Portomarín-Palais do Rei

Una vez que concluimos el desayuno reiniciamos el peregrinaje, y lo hice con energías renovadas. Recordarme en la bruma difusa de mis propios inicios pareciera haberme prodigado nuevas fuerzas.

Ignorando a mis compañeros, ando a paso vivo, mi cuerpo transpirado por un sol que lastima y vivifica. Comienzo a cantar a viva voz. Desafino. Emito sonidos semejantes a cánticos guerreros. En mi imaginación soy un soldado que se apresta imprudentemente a entrar en batalla inconsciente de los riesgos que asumiré. El principal es mi pésimo sentido musical, desafino.

El sonido de mi bastón marca los trancos largos. Solo un par de veces me detengo y miro atrás. A mis espaldas ha quedado ya Portomarín y no distingo a mis compañeros de viaje. Pienso en mi mujer y mi corazón se baña en una calidez que me envuelve.

Andando, supero a peregrinos que se apartan para dejarme paso, a la par que alzan sus brazos y adornan su rostro con su mejor sonrisa para saludarme con la consabida consigna: ¡Buen Camino! La fraternidad implícita de los caminantes nos abraza fundiendo a todos en uno.

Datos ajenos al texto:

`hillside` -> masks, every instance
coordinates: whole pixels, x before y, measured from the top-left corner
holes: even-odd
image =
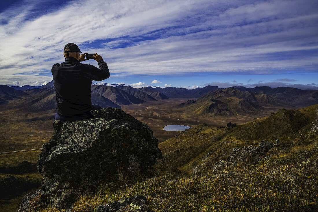
[[[194,114],[214,116],[257,115],[266,113],[268,108],[293,107],[266,94],[233,87],[218,89],[178,106],[186,106]]]
[[[295,88],[279,87],[272,88],[268,86],[253,88],[238,86],[235,88],[243,91],[262,93],[279,100],[299,107],[318,104],[318,91],[302,90]]]
[[[139,104],[144,102],[119,88],[103,85],[92,85],[92,92],[97,93],[117,104]]]
[[[5,103],[6,101],[14,99],[22,99],[29,95],[22,91],[17,90],[5,85],[0,85],[0,102]]]
[[[160,87],[153,87],[150,86],[145,88],[160,92],[169,98],[197,98],[206,93],[215,91],[218,88],[217,86],[207,85],[203,88],[199,87],[191,90],[183,88],[167,87],[162,88]]]
[[[264,141],[273,142],[278,139],[285,150],[295,145],[317,142],[317,135],[313,135],[310,130],[317,116],[317,106],[297,110],[281,109],[269,116],[235,127],[217,128],[204,123],[197,125],[159,144],[165,154],[162,165],[192,171],[203,159],[209,158],[209,166],[214,166],[218,161],[226,160],[233,148],[260,145]]]
[[[98,211],[142,196],[144,211],[317,211],[317,106],[282,109],[242,125],[186,130],[159,144],[165,154],[153,170],[120,173],[95,194],[80,195],[73,209]]]

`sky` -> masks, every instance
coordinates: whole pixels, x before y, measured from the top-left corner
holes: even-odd
[[[1,1],[1,85],[51,81],[72,42],[107,64],[94,83],[318,90],[316,0]]]

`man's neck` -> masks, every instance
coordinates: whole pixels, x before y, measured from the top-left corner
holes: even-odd
[[[72,60],[75,60],[77,61],[78,61],[78,62],[79,62],[80,63],[80,60],[78,60],[78,59],[77,59],[77,58],[74,58],[73,57],[72,57],[72,56],[70,56],[69,57],[67,57],[66,58],[65,58],[65,60],[66,60],[66,59],[67,58],[69,58],[71,59],[72,59]]]

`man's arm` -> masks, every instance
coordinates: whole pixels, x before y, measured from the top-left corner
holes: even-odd
[[[93,65],[89,65],[90,66],[93,66],[94,68],[92,67],[92,68],[90,70],[93,79],[96,81],[101,81],[109,77],[109,70],[108,69],[107,64],[103,60],[101,56],[97,55],[97,53],[95,54],[96,56],[94,56],[95,59],[94,59],[98,61],[100,68],[99,69]]]

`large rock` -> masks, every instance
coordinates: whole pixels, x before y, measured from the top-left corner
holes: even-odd
[[[54,121],[40,154],[42,196],[57,208],[68,207],[76,194],[93,191],[110,175],[146,171],[162,158],[145,123],[117,108],[91,113],[94,119]]]

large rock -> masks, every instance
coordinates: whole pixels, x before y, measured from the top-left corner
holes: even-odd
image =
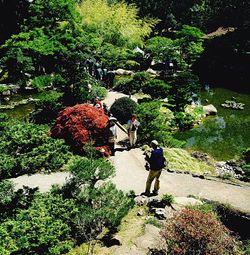
[[[202,205],[202,202],[192,197],[176,197],[172,207],[175,210],[181,210],[186,206]]]
[[[160,229],[151,224],[146,224],[144,235],[138,237],[135,240],[134,244],[136,245],[136,247],[146,251],[145,253],[141,254],[147,254],[149,249],[159,247],[160,239]]]
[[[203,111],[206,113],[206,115],[216,115],[218,112],[215,106],[212,104],[203,106]]]

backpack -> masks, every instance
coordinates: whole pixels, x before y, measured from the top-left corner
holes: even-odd
[[[168,161],[167,159],[163,156],[163,164],[162,164],[162,168],[165,168],[168,166]]]

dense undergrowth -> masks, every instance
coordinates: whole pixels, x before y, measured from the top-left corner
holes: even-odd
[[[170,1],[162,5],[161,1],[147,1],[141,6],[140,1],[127,2],[140,8],[107,0],[34,0],[16,1],[15,5],[12,1],[1,1],[4,7],[1,11],[10,14],[11,22],[8,19],[0,22],[3,29],[0,82],[18,84],[21,90],[28,85],[43,92],[28,120],[0,116],[1,254],[66,254],[81,243],[87,244],[86,254],[90,254],[98,234],[105,227],[116,228],[133,206],[128,194],[107,181],[114,174],[113,167],[88,147],[92,140],[96,147],[100,145],[96,129],[102,133],[107,117],[102,113],[100,123],[95,123],[97,109],[86,110],[86,105],[81,105],[106,96],[106,87],[113,86],[114,78],[114,73],[109,71],[114,69],[135,71],[130,77],[119,79],[115,89],[128,94],[147,94],[138,104],[121,99],[112,110],[124,123],[132,112],[137,113],[141,122],[139,143],[157,139],[161,145],[173,147],[165,152],[170,168],[182,170],[185,165],[200,172],[213,170],[176,149],[185,141],[173,138],[173,132],[189,129],[203,114],[200,108],[186,111],[186,105],[201,88],[199,78],[192,71],[195,64],[199,71],[197,60],[207,54],[201,30],[210,32],[218,24],[232,23],[238,29],[228,42],[227,38],[222,39],[222,47],[228,50],[229,56],[240,52],[240,56],[246,57],[248,3]],[[242,14],[231,15],[232,10]],[[241,17],[240,21],[236,16]],[[231,23],[225,22],[228,17]],[[138,46],[143,48],[143,54],[134,50]],[[212,67],[207,66],[213,70],[220,59],[211,63]],[[157,78],[145,72],[149,67],[157,70]],[[232,68],[229,65],[226,69]],[[244,68],[239,66],[237,70],[241,73]],[[1,100],[5,88],[0,86]],[[91,118],[81,118],[82,112],[74,111],[82,107],[84,114]],[[84,126],[80,122],[86,119],[91,119],[91,123]],[[53,125],[52,133],[62,139],[49,136]],[[96,140],[92,135],[96,135]],[[249,149],[243,152],[242,167],[249,179]],[[3,180],[59,170],[70,171],[72,177],[63,187],[54,187],[45,194],[27,187],[16,191],[11,182]],[[195,227],[198,222],[199,226]],[[177,223],[185,231],[176,232]],[[235,241],[210,215],[203,217],[199,212],[187,210],[177,215],[168,227],[171,231],[164,236],[172,252],[176,250],[174,254],[209,254],[208,251],[222,254],[225,247],[233,254]],[[219,237],[225,238],[219,240]],[[202,250],[199,250],[200,241]]]

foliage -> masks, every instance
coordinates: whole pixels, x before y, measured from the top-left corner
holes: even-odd
[[[168,160],[169,169],[190,171],[195,173],[211,172],[214,167],[193,158],[186,150],[180,148],[165,148],[164,154]]]
[[[1,254],[66,254],[103,227],[116,227],[133,206],[131,197],[103,182],[114,173],[108,161],[76,156],[67,169],[72,175],[63,188],[45,194],[0,182]]]
[[[175,120],[180,131],[184,131],[186,129],[190,129],[196,119],[195,116],[191,113],[178,112],[175,114]]]
[[[183,25],[176,35],[178,38],[176,42],[180,46],[183,59],[188,64],[192,64],[204,51],[203,32],[196,27]]]
[[[145,52],[157,63],[164,63],[168,59],[179,59],[175,41],[161,36],[155,36],[146,41]]]
[[[166,98],[169,96],[171,86],[162,80],[148,81],[142,88],[142,92],[150,95],[153,99]]]
[[[35,69],[32,58],[20,48],[9,47],[0,59],[0,64],[8,72],[8,79],[18,81],[23,87],[28,81],[26,73],[32,73]]]
[[[135,60],[126,60],[120,62],[119,68],[138,71],[140,69],[140,63],[136,62]]]
[[[133,199],[105,181],[114,174],[114,167],[104,159],[79,157],[70,162],[68,169],[73,177],[64,185],[62,194],[74,198],[78,204],[79,237],[88,243],[90,249],[93,239],[104,226],[118,226],[133,206]]]
[[[73,84],[64,90],[63,101],[66,105],[82,104],[107,95],[107,90],[101,86],[101,83],[84,71],[78,70],[72,82]]]
[[[62,78],[61,75],[41,75],[35,77],[32,82],[31,86],[38,91],[43,91],[46,87],[59,87],[65,85],[65,80]]]
[[[39,171],[57,171],[71,157],[63,141],[48,136],[48,128],[25,122],[6,122],[0,147],[1,178]]]
[[[115,81],[115,90],[117,91],[122,91],[124,93],[129,93],[130,91],[130,87],[131,87],[131,83],[133,82],[133,78],[132,77],[119,77],[117,78],[117,80]]]
[[[246,148],[242,151],[242,169],[244,171],[244,177],[246,180],[250,180],[250,148]]]
[[[73,245],[70,225],[77,213],[72,200],[36,194],[28,209],[1,224],[2,254],[62,254]]]
[[[12,218],[20,209],[27,209],[33,199],[38,188],[23,187],[15,191],[12,181],[0,181],[0,223],[8,218]]]
[[[246,148],[242,151],[242,159],[249,164],[250,163],[250,148]]]
[[[168,254],[239,254],[239,242],[213,214],[184,209],[162,232]]]
[[[131,77],[121,77],[116,82],[115,88],[126,94],[134,94],[140,92],[145,84],[151,80],[151,76],[147,72],[137,72]]]
[[[174,203],[174,196],[172,194],[165,193],[162,195],[161,200],[167,205],[171,205]]]
[[[7,86],[0,84],[0,94],[7,91],[7,90],[8,90]]]
[[[90,89],[88,99],[90,101],[93,101],[97,97],[104,99],[107,96],[107,94],[108,94],[108,91],[106,88],[100,86],[99,84],[93,84]]]
[[[31,119],[36,123],[45,124],[54,121],[62,106],[63,93],[57,91],[43,92],[39,95],[39,101],[35,104],[35,111]]]
[[[79,4],[78,10],[84,26],[116,46],[142,45],[142,39],[156,24],[154,19],[139,19],[136,7],[125,2],[109,4],[107,0],[86,0]]]
[[[130,49],[118,47],[106,42],[104,42],[97,49],[97,52],[105,66],[111,70],[116,68],[124,68],[124,65],[127,63],[127,61],[132,61],[135,56],[135,53]]]
[[[121,122],[127,123],[131,115],[135,113],[137,104],[128,97],[117,99],[110,107],[110,112]]]
[[[105,127],[108,117],[102,109],[90,104],[79,104],[62,110],[51,129],[51,136],[64,139],[72,148],[82,151],[92,142],[94,146],[105,144]]]

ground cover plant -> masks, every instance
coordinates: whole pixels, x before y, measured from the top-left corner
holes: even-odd
[[[109,162],[75,157],[67,167],[71,179],[44,194],[0,182],[1,254],[59,255],[82,242],[92,249],[102,229],[117,227],[133,206],[115,185],[96,185],[114,173]]]

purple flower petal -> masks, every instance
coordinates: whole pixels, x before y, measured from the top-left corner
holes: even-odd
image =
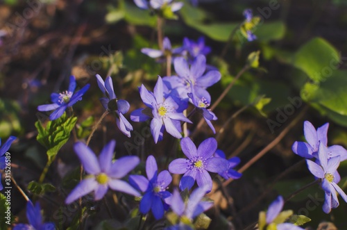
[[[309,121],[304,122],[304,134],[308,144],[315,150],[318,149],[318,136],[314,126]]]
[[[123,156],[117,160],[112,165],[108,175],[112,178],[122,178],[133,170],[139,163],[139,158],[136,156]]]
[[[175,126],[174,123],[172,123],[172,121],[170,118],[165,117],[163,118],[162,120],[164,122],[164,125],[165,126],[165,129],[169,133],[176,138],[182,138],[182,135],[177,130],[177,128]]]
[[[174,67],[178,76],[187,79],[190,71],[188,67],[188,63],[185,58],[179,57],[175,58],[174,61]]]
[[[170,175],[169,171],[163,170],[158,175],[157,180],[162,187],[167,188],[171,183],[172,176]]]
[[[160,134],[160,129],[162,129],[162,124],[159,119],[153,119],[151,122],[151,133],[154,139],[155,144],[158,142],[159,139],[159,135]]]
[[[155,158],[153,155],[149,156],[146,161],[146,174],[149,180],[151,180],[153,177],[157,177],[158,165]]]
[[[149,188],[149,180],[142,175],[129,176],[129,183],[135,188],[142,192],[146,192]]]
[[[161,50],[150,48],[142,48],[141,49],[141,52],[152,58],[157,58],[162,56],[164,56],[164,53]]]
[[[148,2],[146,0],[134,0],[135,3],[137,7],[146,10],[149,8]]]
[[[100,75],[96,74],[95,76],[96,77],[96,83],[98,83],[100,90],[101,90],[101,92],[105,95],[106,88],[105,88],[105,82]]]
[[[155,104],[157,103],[154,96],[147,90],[144,85],[142,85],[139,88],[139,96],[147,107],[153,108],[152,103],[155,103]]]
[[[179,187],[181,190],[186,188],[190,190],[193,187],[195,180],[196,179],[196,170],[188,170],[182,176]]]
[[[229,161],[220,157],[211,157],[205,162],[205,169],[211,172],[222,173],[229,169]]]
[[[139,202],[139,211],[146,214],[151,210],[154,195],[153,192],[146,192]]]
[[[105,147],[99,155],[99,163],[101,171],[105,173],[108,173],[111,168],[112,158],[113,156],[113,151],[115,150],[115,147],[116,146],[116,141],[112,140],[110,141]]]
[[[317,129],[317,138],[318,140],[323,142],[324,145],[328,145],[328,129],[329,128],[329,123],[325,123],[323,126]]]
[[[206,73],[206,74],[199,77],[196,80],[196,85],[202,88],[210,87],[221,80],[221,75],[219,71],[209,71]]]
[[[210,174],[206,170],[198,171],[196,173],[196,183],[198,186],[206,186],[208,192],[210,192],[212,188],[212,179]]]
[[[137,192],[134,188],[130,186],[128,183],[126,181],[123,181],[121,180],[116,179],[112,179],[108,181],[108,186],[112,190],[116,190],[116,191],[119,191],[122,192],[125,192],[127,194],[132,195],[135,197],[139,197],[140,194],[139,192]]]
[[[87,178],[80,182],[70,192],[65,199],[65,204],[69,204],[77,199],[94,190],[99,186],[95,178]]]
[[[37,106],[39,111],[51,111],[56,109],[60,106],[58,104],[49,104],[46,105],[41,105]]]
[[[201,142],[198,147],[198,156],[203,158],[209,158],[216,152],[217,142],[216,139],[210,138]]]
[[[190,76],[198,80],[206,69],[206,58],[200,54],[194,60],[190,67]]]
[[[269,209],[266,212],[266,223],[271,223],[273,220],[280,214],[285,202],[283,197],[278,196],[277,199],[273,202],[269,206]]]
[[[306,160],[306,163],[307,163],[308,170],[314,176],[324,178],[325,173],[320,165],[310,160]]]
[[[126,101],[126,100],[118,100],[117,101],[117,106],[118,106],[118,110],[122,114],[128,113],[130,108],[129,102]]]
[[[74,149],[80,158],[85,172],[94,175],[101,172],[96,156],[85,143],[81,142],[76,142],[74,145]]]
[[[108,187],[107,186],[99,184],[94,190],[94,199],[99,200],[102,199],[105,196],[105,194],[106,194],[108,189]]]
[[[151,208],[153,215],[156,220],[162,218],[164,216],[164,206],[160,197],[153,196]]]
[[[70,76],[70,83],[69,84],[69,92],[74,92],[76,89],[76,78],[74,76]]]
[[[182,142],[182,141],[181,141]],[[169,172],[176,174],[186,173],[190,166],[189,161],[185,158],[178,158],[169,165]]]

Comprendo entonces que mi epopeya no es única sino genérica. El homo sapiens me sigue y me adelanta en ruidoso concierto de ayes lastimeros y carcajadas estruendosas. Pienso por un instante en la masa informe e impiadosa que aplasta rezagados en su cruel devenir evolutivo.

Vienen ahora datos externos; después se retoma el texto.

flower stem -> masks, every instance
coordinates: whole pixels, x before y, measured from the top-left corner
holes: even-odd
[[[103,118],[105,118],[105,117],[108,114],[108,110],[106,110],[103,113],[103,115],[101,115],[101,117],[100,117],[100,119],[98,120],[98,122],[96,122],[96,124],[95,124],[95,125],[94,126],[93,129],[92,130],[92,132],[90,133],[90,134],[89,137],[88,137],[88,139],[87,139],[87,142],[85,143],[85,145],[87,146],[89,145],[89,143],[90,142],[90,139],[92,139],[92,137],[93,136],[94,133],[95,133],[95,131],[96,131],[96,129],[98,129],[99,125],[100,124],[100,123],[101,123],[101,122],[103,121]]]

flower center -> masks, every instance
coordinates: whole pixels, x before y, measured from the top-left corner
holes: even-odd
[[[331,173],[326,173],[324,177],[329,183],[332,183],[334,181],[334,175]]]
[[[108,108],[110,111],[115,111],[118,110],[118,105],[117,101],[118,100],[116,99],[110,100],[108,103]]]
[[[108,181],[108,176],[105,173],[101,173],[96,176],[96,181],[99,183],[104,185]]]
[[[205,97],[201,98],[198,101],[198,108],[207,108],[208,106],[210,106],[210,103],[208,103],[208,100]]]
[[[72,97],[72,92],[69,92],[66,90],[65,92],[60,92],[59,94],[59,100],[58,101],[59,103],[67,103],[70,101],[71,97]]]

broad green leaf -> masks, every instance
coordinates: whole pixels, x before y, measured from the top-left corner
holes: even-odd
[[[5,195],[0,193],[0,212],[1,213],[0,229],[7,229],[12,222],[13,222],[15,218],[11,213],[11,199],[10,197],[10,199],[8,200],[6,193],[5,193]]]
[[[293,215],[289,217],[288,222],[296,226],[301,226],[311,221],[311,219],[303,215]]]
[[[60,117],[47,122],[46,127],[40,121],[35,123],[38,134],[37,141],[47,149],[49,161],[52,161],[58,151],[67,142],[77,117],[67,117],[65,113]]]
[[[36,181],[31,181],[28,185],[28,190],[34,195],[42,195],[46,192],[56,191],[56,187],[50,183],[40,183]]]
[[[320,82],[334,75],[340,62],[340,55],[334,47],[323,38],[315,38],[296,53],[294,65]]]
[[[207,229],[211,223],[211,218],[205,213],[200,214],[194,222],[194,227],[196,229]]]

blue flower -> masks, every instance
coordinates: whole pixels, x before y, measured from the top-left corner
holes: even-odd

Hay dos historias que se escriben en simultáneo, la de la especie y la del individuo. A la primera le tiene sin cuidado la segunda, a la que considera apenas un accidente aleatorio que no obstruye su avance.

Individuo soy, y a pesar de saberme ínfima e insignificante partícula de lo creado, la euforia del caminante me hace sentirme querido e importante.

Ya no había barro en la senda. El día era magnífico. Caminábamos a buen ritmo. Cantaba y pensaba, me sentía feliz. La senda estaba rodeada de árboles y luz. De repente me encontré con una ruta asfáltica que irrumpía contrastando el paisaje bucólico. Para colmo el asfalto se proyectaba hacia lo alto, en un zig-zag desafiante y fatigoso. No había más remedio que caminar al costado de la ruta. Los autos y camiones circulaban a velocidad, desaprensivos e ignorantes de mi peregrinar. Mi mujer y nuestros amigos optaron por una senda y quedamos en encontrarnos al pie del cerro. Pensé que el Camino -sin contar con los furtivos contactos con el Escriba, que parecían formar parte más de lo imaginario que de lo real-, no me había regalado aún ninguna experiencia de esas que uno rotularía como místicas o sobrenaturales. Sumido en esas reflexiones divisé un mojón. Continuando el rito recogí dos piedras, una más grande y otra más pequeña, porque la mente caprichosa me exigía que recordara a los abuelos fallecidos de mi mujer, una pareja envidiable que había sido fundamental en nuestra historia de amor.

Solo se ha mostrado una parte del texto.